Ambiguous Question: What are they made of?
Gold Answer: glass
Answers: ['glass', 'glass', 'glass', 'lights', 'glass', 'glass', 'glass', 'glass', 'glass', 'silver rod']
Image Path: /scratch4/home/adempst/projects/clarification-trees-v2/data/clearvqa/images/train_000000.jpg
Caption: a blue and white truck parked next to a crowd of people in a grassy field with trees in the background
**********************
>> Inference Response:
>> Glass
This of course gets a 10 as it gets the answer exactly.
******* Sample *******
Unambiguous Question: Where should the reflective items on the peoples high foreheads really be?
Ambiguous Question: Where should these items be positioned?
Gold Answer: over eyes
Answers: ['covering eyes', 'over eyes', 'over eyes', 'over eyes', 'goggles', 'googles', 'on eyes', 'over eyes', 'over eyes', 'eyes']

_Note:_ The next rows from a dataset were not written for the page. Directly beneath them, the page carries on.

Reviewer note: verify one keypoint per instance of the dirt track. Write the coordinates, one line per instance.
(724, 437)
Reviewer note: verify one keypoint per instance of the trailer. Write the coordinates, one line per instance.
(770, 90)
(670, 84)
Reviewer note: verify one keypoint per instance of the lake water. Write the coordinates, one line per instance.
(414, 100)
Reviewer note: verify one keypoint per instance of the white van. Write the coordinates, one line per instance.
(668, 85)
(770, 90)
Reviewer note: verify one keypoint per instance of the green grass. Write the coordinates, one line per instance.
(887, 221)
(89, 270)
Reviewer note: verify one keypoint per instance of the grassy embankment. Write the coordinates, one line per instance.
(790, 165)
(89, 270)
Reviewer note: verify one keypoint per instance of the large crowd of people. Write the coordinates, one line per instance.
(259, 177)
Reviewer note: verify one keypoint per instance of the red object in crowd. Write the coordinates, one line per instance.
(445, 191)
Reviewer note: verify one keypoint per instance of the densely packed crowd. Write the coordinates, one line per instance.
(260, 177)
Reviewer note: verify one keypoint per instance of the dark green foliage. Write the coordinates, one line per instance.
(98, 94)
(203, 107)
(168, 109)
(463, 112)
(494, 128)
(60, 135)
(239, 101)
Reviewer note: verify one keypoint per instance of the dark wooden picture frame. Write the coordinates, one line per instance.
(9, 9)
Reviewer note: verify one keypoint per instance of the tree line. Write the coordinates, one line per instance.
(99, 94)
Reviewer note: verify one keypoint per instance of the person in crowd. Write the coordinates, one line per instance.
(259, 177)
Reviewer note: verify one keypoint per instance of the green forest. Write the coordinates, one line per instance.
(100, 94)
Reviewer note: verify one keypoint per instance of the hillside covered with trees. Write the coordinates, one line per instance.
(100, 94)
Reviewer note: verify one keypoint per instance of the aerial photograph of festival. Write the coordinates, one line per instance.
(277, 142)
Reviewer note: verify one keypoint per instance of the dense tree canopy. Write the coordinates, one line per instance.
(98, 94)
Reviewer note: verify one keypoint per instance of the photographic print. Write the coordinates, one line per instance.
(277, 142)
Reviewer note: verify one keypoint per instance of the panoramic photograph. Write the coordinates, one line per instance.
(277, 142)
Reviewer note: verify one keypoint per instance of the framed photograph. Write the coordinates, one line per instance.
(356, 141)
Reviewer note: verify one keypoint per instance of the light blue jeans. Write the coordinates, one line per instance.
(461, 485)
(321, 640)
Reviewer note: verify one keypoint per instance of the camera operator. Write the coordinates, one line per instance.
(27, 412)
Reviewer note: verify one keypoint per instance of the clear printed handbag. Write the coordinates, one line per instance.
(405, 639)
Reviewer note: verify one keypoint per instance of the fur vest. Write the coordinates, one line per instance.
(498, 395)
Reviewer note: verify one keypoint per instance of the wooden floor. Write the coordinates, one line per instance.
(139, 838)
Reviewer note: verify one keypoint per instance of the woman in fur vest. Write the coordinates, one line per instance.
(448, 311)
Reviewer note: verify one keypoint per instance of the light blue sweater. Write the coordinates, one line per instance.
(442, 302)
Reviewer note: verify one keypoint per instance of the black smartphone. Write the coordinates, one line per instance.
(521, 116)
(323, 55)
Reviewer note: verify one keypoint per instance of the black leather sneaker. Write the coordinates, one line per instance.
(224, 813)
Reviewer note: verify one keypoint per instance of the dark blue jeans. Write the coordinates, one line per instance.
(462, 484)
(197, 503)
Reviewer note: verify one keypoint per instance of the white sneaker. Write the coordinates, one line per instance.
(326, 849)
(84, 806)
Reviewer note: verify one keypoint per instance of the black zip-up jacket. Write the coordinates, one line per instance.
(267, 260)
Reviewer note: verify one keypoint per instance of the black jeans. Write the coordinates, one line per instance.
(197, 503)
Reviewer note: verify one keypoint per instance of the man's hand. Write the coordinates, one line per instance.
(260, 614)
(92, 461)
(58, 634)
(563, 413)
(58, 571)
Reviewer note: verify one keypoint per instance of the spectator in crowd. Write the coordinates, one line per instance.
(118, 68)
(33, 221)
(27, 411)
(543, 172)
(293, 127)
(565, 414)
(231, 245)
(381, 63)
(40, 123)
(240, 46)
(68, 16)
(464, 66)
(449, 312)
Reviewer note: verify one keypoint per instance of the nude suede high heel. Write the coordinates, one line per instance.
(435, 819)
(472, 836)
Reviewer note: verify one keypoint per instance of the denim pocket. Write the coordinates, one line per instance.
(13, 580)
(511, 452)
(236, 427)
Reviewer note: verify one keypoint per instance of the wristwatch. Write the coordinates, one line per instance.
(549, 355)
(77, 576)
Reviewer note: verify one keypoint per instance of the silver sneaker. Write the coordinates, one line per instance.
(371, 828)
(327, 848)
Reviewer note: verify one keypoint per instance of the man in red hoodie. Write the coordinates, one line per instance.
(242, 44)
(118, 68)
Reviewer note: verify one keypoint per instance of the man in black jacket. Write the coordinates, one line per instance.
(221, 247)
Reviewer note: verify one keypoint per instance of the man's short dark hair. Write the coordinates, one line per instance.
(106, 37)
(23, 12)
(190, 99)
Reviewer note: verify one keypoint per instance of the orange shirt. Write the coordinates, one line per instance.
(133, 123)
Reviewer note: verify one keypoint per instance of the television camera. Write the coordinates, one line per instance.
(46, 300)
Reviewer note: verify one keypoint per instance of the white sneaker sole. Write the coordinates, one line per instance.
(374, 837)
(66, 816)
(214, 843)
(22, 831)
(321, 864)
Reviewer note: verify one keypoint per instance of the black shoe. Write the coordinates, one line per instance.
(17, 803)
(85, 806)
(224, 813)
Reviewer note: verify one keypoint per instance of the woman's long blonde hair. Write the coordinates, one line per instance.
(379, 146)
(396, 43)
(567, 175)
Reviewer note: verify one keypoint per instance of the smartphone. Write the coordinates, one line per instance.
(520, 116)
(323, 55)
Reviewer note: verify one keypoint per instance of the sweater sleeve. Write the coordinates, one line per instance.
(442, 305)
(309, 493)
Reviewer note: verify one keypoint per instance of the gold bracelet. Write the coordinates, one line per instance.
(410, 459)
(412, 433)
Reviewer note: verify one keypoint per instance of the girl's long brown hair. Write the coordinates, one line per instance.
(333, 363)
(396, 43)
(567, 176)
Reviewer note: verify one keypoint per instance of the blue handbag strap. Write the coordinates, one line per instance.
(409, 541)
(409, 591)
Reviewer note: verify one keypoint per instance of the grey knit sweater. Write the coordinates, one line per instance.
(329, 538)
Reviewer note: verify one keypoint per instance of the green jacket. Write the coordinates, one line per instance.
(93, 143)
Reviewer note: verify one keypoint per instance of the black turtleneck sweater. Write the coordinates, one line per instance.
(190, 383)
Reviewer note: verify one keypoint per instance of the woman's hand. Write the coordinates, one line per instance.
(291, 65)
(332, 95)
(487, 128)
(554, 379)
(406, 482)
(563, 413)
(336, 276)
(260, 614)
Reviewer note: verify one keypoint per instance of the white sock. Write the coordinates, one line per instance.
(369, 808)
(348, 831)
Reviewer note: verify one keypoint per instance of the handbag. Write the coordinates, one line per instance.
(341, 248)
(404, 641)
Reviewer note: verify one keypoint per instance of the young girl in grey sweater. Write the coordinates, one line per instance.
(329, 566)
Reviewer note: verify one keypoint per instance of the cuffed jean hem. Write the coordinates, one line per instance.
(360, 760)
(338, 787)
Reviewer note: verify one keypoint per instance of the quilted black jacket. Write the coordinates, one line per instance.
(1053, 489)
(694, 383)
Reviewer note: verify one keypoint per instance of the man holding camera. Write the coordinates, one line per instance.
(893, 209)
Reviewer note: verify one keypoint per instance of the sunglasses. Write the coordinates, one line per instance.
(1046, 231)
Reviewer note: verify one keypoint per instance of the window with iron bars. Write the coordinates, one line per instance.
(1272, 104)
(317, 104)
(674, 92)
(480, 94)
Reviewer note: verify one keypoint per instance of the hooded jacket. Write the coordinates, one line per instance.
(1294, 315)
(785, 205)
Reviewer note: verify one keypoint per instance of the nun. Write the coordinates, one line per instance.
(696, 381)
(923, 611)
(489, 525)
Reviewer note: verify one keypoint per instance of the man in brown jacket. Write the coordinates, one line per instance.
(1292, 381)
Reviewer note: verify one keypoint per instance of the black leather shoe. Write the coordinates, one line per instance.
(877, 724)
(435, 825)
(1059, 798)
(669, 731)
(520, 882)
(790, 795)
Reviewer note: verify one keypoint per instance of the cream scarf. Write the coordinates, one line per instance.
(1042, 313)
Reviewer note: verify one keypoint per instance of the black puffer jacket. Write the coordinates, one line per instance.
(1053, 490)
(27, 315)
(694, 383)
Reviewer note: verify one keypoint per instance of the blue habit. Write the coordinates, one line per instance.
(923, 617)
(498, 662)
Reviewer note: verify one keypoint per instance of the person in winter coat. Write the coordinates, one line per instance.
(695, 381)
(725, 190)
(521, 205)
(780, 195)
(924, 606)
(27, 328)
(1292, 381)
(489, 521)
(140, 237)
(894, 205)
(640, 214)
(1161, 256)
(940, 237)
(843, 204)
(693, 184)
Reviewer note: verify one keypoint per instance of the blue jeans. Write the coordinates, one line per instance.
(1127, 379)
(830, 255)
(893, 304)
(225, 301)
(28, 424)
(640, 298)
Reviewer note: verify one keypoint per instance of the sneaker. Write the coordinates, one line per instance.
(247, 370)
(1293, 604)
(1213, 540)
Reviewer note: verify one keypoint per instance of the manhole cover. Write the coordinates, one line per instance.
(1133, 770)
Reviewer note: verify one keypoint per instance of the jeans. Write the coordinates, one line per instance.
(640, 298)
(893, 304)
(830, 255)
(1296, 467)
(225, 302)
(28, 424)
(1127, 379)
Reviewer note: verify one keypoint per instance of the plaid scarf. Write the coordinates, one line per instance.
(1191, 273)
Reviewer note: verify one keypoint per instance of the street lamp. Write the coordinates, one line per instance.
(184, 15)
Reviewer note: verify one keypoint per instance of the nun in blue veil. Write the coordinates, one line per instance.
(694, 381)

Image Path: /scratch4/home/adempst/projects/clarification-trees-v2/data/clearvqa/images/train_000011.jpg
Caption: a man posing with a child on skis in front of a lodge at a ski resort during the winter season
**********************
>> Inference Response:
>> On their heads, above eyes.
This one is much less clear. I would argue that this is also a correct answer to the question. So I would say this gets a 9 or 10.
******* Sample *******
Unambiguous Question: There is a large white structure with which animal directly in front of it?
Ambiguous Question: What is directly in front of the large structure?
Gold Answer: zebra
Answers: ['zebra', 'wall', 'zebra', 'zebra', 'zebra', 'roof', 'tent', 'zebra', 'giraffe', 'wall']
Image Path: /scratch4/home/adempst/projects/clarification-trees-v2/data/clearvqa/images/train_000103.jpg
Caption: a giraffe standing in the middle of a lush green field with trees and other animals in the background on a cloudy day
**********************
>> Inference Response:
>> Giraffe
This is a case of one of the answers actually being wrong. The model thinks the answer is Giraffe and one of the answers is giraffe, but in reality the answer is zebra. There are also distractor "correct" answers like "wall", "roof", and "tent". In this case only the gold answer is correct.
Also look at section 5.1.1 to see if other people have done similar NLP games.